Boris Johnson has decided to rebuild his reputation by fixing the housing crisis. Unfortunately, his proposals have been slammed by leading housing and homelessness charities as it’s likely to make it worse, Polly Neate from Shelter branded them “Baffling, unworkable, and a dangerous gimmick”.
I have blogged already on the right to buy https://cratus.co.uk/the-greatest-privatisation and have no desire to go over this ground again. So, I want to look in a little more detail at why we haven’t got the right to buy in the housing association sector. We are told that the Prime Minister is channelling his inner Margaret Thatcher, however she did not bring in the right to buy in the 1980 Housing Act when it was introduced for council housing.

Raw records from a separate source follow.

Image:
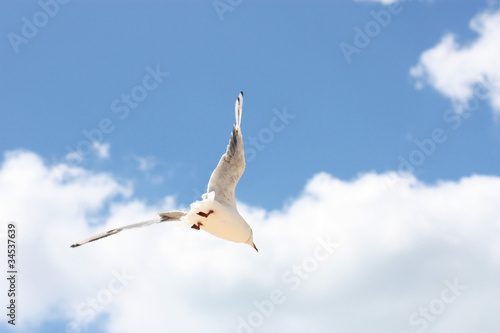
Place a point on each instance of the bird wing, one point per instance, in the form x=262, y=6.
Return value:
x=165, y=217
x=231, y=165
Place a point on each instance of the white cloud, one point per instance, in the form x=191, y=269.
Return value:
x=398, y=246
x=456, y=70
x=102, y=149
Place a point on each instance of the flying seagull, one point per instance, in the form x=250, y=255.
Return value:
x=216, y=213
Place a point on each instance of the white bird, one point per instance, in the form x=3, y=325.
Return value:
x=216, y=213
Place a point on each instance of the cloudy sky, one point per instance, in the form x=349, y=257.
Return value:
x=372, y=137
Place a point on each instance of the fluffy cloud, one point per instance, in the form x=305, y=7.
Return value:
x=456, y=70
x=349, y=256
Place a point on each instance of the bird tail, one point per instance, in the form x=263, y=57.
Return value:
x=172, y=216
x=238, y=107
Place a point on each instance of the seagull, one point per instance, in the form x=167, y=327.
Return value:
x=216, y=213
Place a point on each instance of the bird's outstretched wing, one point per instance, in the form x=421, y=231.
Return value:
x=165, y=217
x=231, y=165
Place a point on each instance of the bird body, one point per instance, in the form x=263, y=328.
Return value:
x=216, y=213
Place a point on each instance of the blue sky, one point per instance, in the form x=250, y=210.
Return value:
x=350, y=118
x=309, y=108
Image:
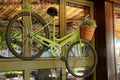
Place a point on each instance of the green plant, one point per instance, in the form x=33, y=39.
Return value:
x=89, y=22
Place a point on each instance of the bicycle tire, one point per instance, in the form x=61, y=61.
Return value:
x=78, y=68
x=15, y=32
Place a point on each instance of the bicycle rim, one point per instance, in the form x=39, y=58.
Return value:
x=18, y=39
x=81, y=63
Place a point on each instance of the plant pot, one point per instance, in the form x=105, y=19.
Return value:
x=87, y=32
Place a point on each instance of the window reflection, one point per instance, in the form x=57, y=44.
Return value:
x=117, y=39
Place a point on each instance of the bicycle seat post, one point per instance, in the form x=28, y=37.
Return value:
x=52, y=11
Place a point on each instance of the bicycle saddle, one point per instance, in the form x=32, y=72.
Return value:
x=52, y=11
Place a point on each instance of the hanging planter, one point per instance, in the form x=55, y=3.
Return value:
x=87, y=29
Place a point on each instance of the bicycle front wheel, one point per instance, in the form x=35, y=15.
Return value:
x=18, y=37
x=81, y=59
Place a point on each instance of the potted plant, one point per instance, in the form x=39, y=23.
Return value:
x=87, y=29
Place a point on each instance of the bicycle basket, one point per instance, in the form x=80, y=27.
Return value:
x=87, y=32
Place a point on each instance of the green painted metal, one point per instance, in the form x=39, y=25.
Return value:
x=16, y=64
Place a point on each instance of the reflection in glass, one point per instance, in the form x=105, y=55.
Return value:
x=46, y=74
x=117, y=39
x=11, y=75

Originally, the housing bill did include the provision for introducing the right to buy for housing associations. Once the bill reached the House of Lords the debate focussed upon the power and efficacy of the government, forcing charities to sell their assets. While it was fine for the Government to discount the sale of its own assets (which council housing was) it was considered wrong for it to insist that charities do the same. Charitable housing associations were then exempted from the right to buy, it did still apply to some non-charitable organisations.
It wasn’t until 2015 that the idea of forcing housing associations to sell their homes arose again. The National Housing Federation made a lot of organising a voluntary deal with government on right to buy. Announced at their 2015 conference, housing associations were given a month to say whether or not they backed the idea. Basically, the NHF case was that they could have a deal on their terms or be forced to have one on the Government’s. This deal was based upon four principles: discounts for tenants, control over which homes could be sold, full compensation for housing associations and a one for one replacement guarantee.

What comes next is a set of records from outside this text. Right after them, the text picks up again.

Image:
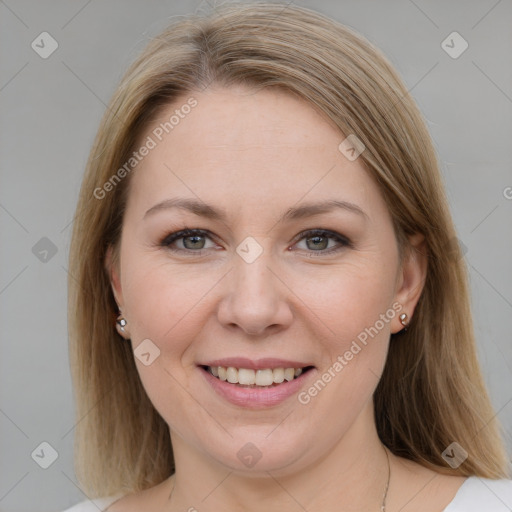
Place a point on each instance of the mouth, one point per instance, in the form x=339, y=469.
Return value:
x=255, y=378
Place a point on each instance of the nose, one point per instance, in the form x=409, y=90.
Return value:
x=256, y=299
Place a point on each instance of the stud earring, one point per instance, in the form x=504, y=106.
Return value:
x=404, y=320
x=121, y=324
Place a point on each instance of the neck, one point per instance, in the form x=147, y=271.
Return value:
x=352, y=475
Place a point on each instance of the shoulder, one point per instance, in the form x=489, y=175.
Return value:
x=97, y=505
x=477, y=494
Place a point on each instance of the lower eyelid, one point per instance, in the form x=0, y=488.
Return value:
x=181, y=235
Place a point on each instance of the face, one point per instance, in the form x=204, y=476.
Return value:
x=264, y=283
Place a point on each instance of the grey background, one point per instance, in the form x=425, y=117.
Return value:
x=51, y=109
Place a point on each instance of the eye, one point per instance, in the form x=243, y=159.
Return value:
x=192, y=241
x=318, y=239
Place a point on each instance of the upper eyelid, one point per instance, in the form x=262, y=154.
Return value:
x=186, y=232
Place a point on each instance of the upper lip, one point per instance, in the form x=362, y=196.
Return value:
x=258, y=364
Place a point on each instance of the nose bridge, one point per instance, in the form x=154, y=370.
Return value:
x=255, y=297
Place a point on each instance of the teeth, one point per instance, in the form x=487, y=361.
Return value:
x=247, y=377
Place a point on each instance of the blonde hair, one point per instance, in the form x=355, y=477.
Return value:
x=431, y=392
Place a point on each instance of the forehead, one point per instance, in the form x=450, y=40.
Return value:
x=244, y=148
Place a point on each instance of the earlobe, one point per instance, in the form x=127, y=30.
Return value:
x=411, y=279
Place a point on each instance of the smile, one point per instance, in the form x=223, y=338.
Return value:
x=256, y=388
x=247, y=377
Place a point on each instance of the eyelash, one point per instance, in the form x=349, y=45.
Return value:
x=184, y=233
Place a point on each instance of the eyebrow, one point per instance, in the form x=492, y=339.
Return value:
x=205, y=210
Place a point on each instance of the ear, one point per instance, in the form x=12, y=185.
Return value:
x=411, y=279
x=112, y=268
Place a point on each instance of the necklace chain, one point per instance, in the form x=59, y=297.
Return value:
x=383, y=506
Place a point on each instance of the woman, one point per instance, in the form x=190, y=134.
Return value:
x=267, y=305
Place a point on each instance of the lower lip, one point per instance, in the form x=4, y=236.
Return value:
x=256, y=398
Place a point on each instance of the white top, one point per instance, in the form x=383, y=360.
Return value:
x=474, y=495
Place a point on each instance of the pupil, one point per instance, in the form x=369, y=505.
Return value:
x=196, y=237
x=321, y=245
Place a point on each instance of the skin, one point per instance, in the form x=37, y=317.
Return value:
x=255, y=155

Two pilot projects were conducted one in 2016 and the other in 2018. The first pilot was small scale within 5 housing associations. While there was strong interest from tenants only 6% of eligible customers made an application and 60% of those dropped out during the process.
The second pilot was more substantial and focussed on the Midlands. When the evaluation was completed, over 9,000 applications led to fewer than 2,000 sales. The survey estimates that the “propensity to buy nationally was calculated at 6.3%”, this would equate to a potential of around 160,000 buyers (compared to the 2.5million figure being trumpeted in the Daily Mail and some other newspapers).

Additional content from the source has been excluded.